Happy to have made it to the top of Heartbreak Hill
At 35K, I knew it was definitely not going to be a PR day.  I turned off the lap pace on my watch, deciding to accept a slower pace and just enjoy the last 10K as much as possible.  I high-fived everyone with a hand out, smiled for the photographers, and tried to not look at my watch at all.  

Somewhere around mile 22
I knew my dad, Monte, and Mary were near the 40K sign, and I was able to spot them, which was great.  Since by that point I was pretty much jogging, I'd decided to stop to hug them.  I normally wouldn't want to add extra seconds to my time, but I really wanted them to know how much it meant to me that they were there to support me.  I think they were surprised by that, and Monte yelled, "Go!

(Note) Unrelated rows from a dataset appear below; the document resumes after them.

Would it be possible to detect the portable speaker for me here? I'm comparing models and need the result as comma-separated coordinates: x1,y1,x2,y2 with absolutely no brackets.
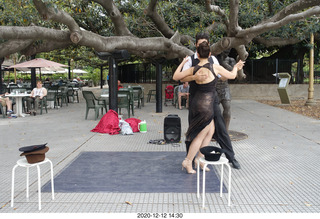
163,114,181,143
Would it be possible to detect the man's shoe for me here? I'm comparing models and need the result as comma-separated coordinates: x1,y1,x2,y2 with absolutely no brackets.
230,159,241,169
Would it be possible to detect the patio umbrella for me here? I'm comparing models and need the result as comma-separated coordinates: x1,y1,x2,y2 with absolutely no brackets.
8,58,68,86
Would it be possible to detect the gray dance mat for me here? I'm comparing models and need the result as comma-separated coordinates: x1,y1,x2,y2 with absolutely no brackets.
42,152,226,193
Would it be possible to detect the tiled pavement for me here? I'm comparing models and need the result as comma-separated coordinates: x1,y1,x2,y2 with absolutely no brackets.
0,87,320,216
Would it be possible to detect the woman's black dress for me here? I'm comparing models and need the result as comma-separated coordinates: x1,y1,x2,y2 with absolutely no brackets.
186,63,217,149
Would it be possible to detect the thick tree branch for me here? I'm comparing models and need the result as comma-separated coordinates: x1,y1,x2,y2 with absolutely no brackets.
205,0,229,27
92,0,133,36
0,26,71,42
0,39,33,57
236,6,320,39
260,0,320,24
33,0,82,44
21,41,72,56
145,0,193,45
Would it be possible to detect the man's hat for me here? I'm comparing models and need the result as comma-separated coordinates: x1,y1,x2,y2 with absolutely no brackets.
19,144,49,164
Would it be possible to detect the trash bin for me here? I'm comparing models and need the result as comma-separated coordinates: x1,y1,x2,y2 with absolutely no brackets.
276,72,291,104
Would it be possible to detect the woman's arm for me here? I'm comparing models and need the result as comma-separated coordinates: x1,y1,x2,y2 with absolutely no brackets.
172,57,193,81
213,60,244,79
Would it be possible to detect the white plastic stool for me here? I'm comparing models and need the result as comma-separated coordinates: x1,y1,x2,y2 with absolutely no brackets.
11,158,54,210
197,157,231,208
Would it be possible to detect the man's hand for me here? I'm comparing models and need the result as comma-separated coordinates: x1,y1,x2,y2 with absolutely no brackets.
194,69,208,81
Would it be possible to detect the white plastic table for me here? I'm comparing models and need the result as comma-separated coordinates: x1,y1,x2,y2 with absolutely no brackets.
11,158,54,211
197,157,231,208
6,93,30,117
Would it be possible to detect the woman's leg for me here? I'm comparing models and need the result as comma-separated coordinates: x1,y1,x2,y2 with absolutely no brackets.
187,121,213,160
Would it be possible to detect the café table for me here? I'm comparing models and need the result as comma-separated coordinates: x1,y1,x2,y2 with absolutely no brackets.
100,94,127,98
6,93,30,117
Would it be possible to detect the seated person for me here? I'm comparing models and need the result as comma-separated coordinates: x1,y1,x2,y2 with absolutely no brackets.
27,81,47,115
0,93,13,114
118,80,123,90
178,82,189,109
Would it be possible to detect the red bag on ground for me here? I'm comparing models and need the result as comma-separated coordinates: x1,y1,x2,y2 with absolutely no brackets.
91,110,120,135
124,118,141,132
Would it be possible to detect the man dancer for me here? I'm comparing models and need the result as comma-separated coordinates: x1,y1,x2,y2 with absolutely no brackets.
181,33,240,169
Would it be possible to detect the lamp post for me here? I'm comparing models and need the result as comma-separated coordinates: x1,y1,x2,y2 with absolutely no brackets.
305,33,316,106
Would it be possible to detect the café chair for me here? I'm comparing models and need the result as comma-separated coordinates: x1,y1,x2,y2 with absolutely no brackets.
82,91,107,120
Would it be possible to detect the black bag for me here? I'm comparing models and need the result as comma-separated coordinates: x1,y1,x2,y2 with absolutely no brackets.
163,114,181,143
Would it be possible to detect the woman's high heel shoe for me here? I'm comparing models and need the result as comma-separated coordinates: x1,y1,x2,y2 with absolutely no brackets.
182,158,196,174
194,157,210,172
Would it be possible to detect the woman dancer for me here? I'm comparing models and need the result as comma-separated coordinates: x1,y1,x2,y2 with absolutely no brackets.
173,41,244,173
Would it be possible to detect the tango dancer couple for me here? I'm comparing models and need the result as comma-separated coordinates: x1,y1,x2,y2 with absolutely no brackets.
173,33,244,174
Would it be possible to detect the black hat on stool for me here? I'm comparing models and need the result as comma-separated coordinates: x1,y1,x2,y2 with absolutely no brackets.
19,143,49,164
200,146,226,161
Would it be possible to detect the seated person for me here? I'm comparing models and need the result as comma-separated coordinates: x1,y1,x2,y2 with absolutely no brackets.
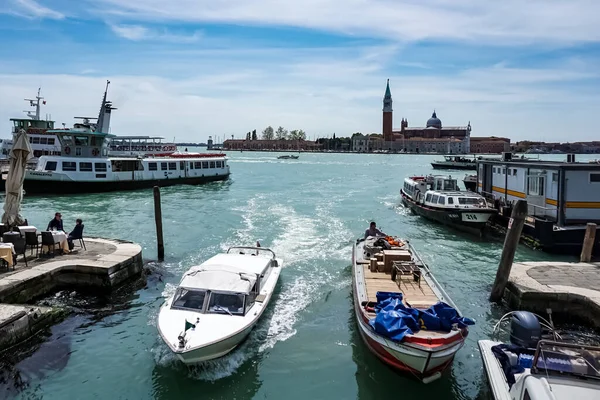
67,218,83,250
365,221,387,239
46,213,64,231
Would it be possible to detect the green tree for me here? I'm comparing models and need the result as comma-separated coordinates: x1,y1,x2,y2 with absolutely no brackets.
262,125,275,140
275,126,288,140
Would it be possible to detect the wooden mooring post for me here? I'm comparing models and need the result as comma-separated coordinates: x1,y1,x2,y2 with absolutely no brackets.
154,186,165,261
579,222,596,262
490,200,527,302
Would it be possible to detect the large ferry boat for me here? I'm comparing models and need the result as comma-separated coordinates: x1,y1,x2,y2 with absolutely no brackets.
24,85,230,195
400,175,497,234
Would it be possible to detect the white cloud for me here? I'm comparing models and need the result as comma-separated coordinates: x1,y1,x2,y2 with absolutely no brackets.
110,25,202,43
0,0,65,19
94,0,600,44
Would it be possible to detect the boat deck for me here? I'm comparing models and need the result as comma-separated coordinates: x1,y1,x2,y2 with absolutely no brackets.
362,264,439,308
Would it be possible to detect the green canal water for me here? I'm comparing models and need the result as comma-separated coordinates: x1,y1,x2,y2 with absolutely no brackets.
0,149,592,400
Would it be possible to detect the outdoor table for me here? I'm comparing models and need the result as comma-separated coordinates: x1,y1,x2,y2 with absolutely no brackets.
17,225,37,233
42,231,69,254
2,232,21,243
0,243,15,267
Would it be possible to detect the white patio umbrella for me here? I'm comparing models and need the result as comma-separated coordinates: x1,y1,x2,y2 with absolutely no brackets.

Go!"  Definitely 15 seconds well spent. 

Mile 24.5
With some energy from seeing my family, the knowledge that I only had a mile and a half to go, and the amazing crowd support, the last mile, though one of my slowest, was also one of my favorites.

The Citgo sign: The end is near!!
Somewhere in the 25th mile, I passed Larry Chloupek.  It is absolutely amazing to see what people can accomplish if they put their minds to something.

As I made the final turn onto Boylston St, I caught a glimpse of bright orange to my left and looked over to see Jenn.  I yelled over to her, but the crowd noise on Boylston was crazy.  She took off with a sprint to the finish and I thought it would be nice to finish together, so I sped up too.  That lasted about 10 seconds, and I gave up the chase, and finished just behind her in 3:31:41.  Last year I had what felt like a Jimmy V moment... running around looking for someone to hug after they put that medal around my neck, so it was great to have a friend there.  

We collected our medals, ponchos, food bags, and water, and waddled over to the Arlington St Church, where we'd planned to meet up with our families and fast teammates who'd started in wave 1 and long since finished.  

I cannot say enough good things about my 2014 Boston Marathon experience.  I loved almost every second of it (though my quads might beg to differ), and am so glad that I decided to make a return trip.

Bull City Track Club representing in Boston

Two Boston Marathon finishers in the family!
I have the best dad and husband a girl could ask for
It's amazing what a difference a shower can make!